Name: Max Littlefield and Hannah Van Wetter Home: Tupper Lake, N.Y. and Denver, Colo. Vehicle: 2000 Dodge Ram 3500 van with a built-in roof-topper. Must-Have Gear: Inflatable stand-up paddleboards. Favorite Campsite: The Vallee Bras du Nord Secteur Shannahan, Quebec. Strangest Experience: Waking up to a field mouse that sounded like someone trying to break in through the bottom of the vehicle in Skookumchuck, B.C. Coolest Modification: A wood-burning stove and a solar system comprised of one GoalZero solar panel and a GoalZero Yeti 400 Portable Power Station and 400W Battery Powered Generator Alternative with 12V, AC and USB outputs.
Name: Kelsey Christensen Home: Springfield, Vt. Vehicle: 2008 Sprinter Van Must-Have Piece of Gear: Apple CarPlay Console and Dometic three-burner propane oven/stovetop. Favorite Campsite: Waterhouses Campground and Marina, Salisbury, Vt. Coolest Modification: The bed is a full mattress lifted three-and-a-half feet off the bus floor with a container underneath it that stores three 200-amp batteries, plumbing for the van’s two by two shower and plenty of gear. The compartment can be accessed through the rear doors, where Kelsey keeps yard games, and fully-packed hiking packs, tools, a canopy and general outdoor gear. She and her partner did all of the work themselves with no construction experience. Favorite Adventure: Camping on Lake Dunmore in Salisbury, Vt, where you can rent boats or hike into the Moosalamoo National Recreation Area.

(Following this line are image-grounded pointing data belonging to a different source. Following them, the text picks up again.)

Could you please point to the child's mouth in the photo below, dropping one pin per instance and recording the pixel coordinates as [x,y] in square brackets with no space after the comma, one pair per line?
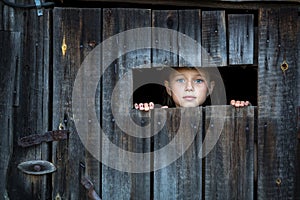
[189,98]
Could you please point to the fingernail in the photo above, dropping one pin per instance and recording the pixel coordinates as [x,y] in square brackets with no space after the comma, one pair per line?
[136,106]
[151,105]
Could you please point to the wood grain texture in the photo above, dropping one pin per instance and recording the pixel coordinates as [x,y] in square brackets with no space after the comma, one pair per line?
[190,26]
[79,30]
[214,38]
[229,167]
[241,38]
[182,178]
[167,19]
[31,102]
[115,21]
[9,70]
[277,98]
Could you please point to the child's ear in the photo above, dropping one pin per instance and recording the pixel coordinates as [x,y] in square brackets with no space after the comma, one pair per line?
[169,91]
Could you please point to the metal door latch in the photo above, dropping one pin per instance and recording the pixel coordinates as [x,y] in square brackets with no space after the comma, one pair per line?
[37,167]
[39,138]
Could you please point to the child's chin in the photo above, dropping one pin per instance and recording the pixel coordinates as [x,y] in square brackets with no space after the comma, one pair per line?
[189,105]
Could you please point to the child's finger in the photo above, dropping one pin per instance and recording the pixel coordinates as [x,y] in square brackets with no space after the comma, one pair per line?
[151,105]
[146,107]
[136,106]
[232,102]
[141,106]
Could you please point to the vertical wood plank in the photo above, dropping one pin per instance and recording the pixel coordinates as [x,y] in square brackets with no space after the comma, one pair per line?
[277,97]
[182,178]
[117,184]
[77,31]
[214,38]
[31,104]
[9,73]
[190,25]
[241,39]
[297,193]
[229,167]
[167,19]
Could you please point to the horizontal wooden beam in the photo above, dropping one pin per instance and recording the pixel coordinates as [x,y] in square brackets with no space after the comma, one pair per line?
[234,4]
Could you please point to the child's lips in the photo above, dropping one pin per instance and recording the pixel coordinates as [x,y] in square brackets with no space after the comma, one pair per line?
[189,98]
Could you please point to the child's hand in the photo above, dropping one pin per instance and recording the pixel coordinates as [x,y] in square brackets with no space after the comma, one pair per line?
[146,106]
[238,104]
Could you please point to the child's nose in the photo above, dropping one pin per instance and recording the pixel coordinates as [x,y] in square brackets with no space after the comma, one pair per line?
[189,86]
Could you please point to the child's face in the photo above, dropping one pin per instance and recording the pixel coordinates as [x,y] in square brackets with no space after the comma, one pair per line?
[188,87]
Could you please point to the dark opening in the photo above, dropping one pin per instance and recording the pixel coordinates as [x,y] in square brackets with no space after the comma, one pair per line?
[240,84]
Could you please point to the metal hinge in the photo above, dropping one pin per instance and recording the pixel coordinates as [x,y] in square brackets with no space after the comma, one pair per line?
[39,138]
[36,167]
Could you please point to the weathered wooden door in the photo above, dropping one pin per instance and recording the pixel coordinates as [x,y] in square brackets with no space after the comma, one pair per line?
[254,157]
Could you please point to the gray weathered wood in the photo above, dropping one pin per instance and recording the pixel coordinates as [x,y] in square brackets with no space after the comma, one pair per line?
[182,133]
[80,31]
[241,38]
[214,38]
[119,184]
[190,26]
[229,4]
[167,19]
[277,97]
[229,167]
[9,70]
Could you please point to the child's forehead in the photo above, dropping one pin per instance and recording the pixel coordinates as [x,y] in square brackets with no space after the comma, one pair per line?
[188,71]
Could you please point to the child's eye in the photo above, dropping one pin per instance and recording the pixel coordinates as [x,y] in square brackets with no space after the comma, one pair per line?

Name: Jim Papadonis Home: Brewster, Mass. Vehicle: 1981 Volkswagen Vanagon Must-Have Piece of Gear: Surfboard and Hawaiian-print neoprene seat covers. Favorite Campsite: Nickerson State Park, Cape Cod, Mass. Adventure: While camping by one of the National Seashore Beaches on Cape Cod, seeing a 15-foot-long Great White shark breach fully out of the Atlantic.
Name: Tiaan and Lindley ven der Linde Home: West Burke, Vt. Vehicle: 1959 Chevrolet Viking Short Bus, purchased for $50 from a field. Must-Have Piece of Gear: Bicycles Favorite Campsite: Any on Mount Desert Island, M.E. Coolest Improvement: Retrofitting the interior in 1920s Bohemian style with guest quarters for two. Best Adventure: Dropping their kids off at her sister’s then going on a 24-hour parents-only adventure to Mt. Desert Island and Acadia National Park, where they biked 57 miles of the dirt Carriage Roads around the island, which were built by John D. Rockefeller between 1913 and 1940.
The Ultimate Van: The EarthCruiser
If cost is no obstacle and you want to bypass having to upgrade or renovate a vehicle yourself, EarthCruiser makes customizable luxury vehicles designed to be rugged enough to get you off the beaten path and onto dirt roads and to keep you warm in the elements—off the grid.
The Earth Cruiser FX is specially designed for long distance, remote travel and uses similar construction materials to that of long-distance cruiser yachts on a Mitsubishi Fuso chassis. It comes with interchangeable rear bumper mounting options that fit specific gear, a system that allows you to draw fresh water from a lake or stream, filters it internally, and then runs it out through the kitchen tap.
The FX model also comes with under-bed storage and a multitude of other internal containers specifically designed for outdoor gear. The interior is a modern-looking mix of white, shiny chrome and black, complete with a DC air conditioner, composting toilet, microwave oven, queen-sized bed, external shower, ceramic cooktop, refrigerator, electrically operated awning and more.
At upwards of $175,000, these are serious luxury vanlife vehicles.